Cylindrolobus gloensis
- Conservation status: Critically Endangered (IUCN 3.1)

Scientific classification
- Kingdom: Plantae
- Clade: Tracheophytes
- Clade: Angiosperms
- Clade: Monocots
- Order: Asparagales
- Family: Orchidaceae
- Subfamily: Epidendroideae
- Genus: Cylindrolobus
- Species: C. gloensis
- Binomial name: Cylindrolobus gloensis (Ormerod & Agrawala) Schuit., Y.P.Ng & H.A.Pedersen

= Cylindrolobus gloensis =

- Genus: Cylindrolobus
- Species: gloensis
- Authority: (Ormerod & Agrawala) Schuit., Y.P.Ng & H.A.Pedersen
- Conservation status: CR

Species of orchid

Cylindrolobus gloensis is a critically endangered species of orchid found only in Arunachal Pradesh in India.

== Description ==
This species is an epiphyte found growing on barks and branches of trees. The stem is 24 cm long with 4 leaves and 0.25 cm thick at the base. The leaves are lingulate-lanceolate and 10-12 cm long. The flowers are cream colored with soft short erect hairs.

This orchid can be differentiated from the similar looking Cylindrolobus arunachalensis by the single bicarinate callus on the labellum instead of two and two groups of hairs on epichile.

== Distribution ==
This species of orchid was known only from a community forest in Kamlang Valley in Mishmi Hills of Arunachal Pradesh. The estimated known are of occupancy is 4 km^{2}. As of 2021, there were no records beside the type locality of this species.

== Ecology ==
This orchid was found growing on trees inside a forest at 1220 meters elevation. The flowering season is March.

== Etymology ==
This species is named of the locality Glo in Kamlang valley from where it was collected.

== Taxonomy ==
D. K. Agrawala who described this species found an unidentified orchid specimen from India in Oakes Ames Orchid Herbarium in Harvard University.
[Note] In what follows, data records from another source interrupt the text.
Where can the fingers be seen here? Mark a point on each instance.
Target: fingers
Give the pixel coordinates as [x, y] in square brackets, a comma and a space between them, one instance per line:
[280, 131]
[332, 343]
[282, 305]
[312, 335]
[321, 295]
It was originally collected by British botanist Frank Kingdon-Ward in 1949 from Mishmi hills. He along with Paul Ormerod described this new species as Eria gloensis. Further studies in 2017 resulted in moving this species to the genus Cylindrolobus.

== Conservation and threats ==
This species is protected under CITES, hence collecting and trading of this species is banned in India. There is no information on population trend of this species. The community forest where the species was discovered is threatened by shifting agriculture practices.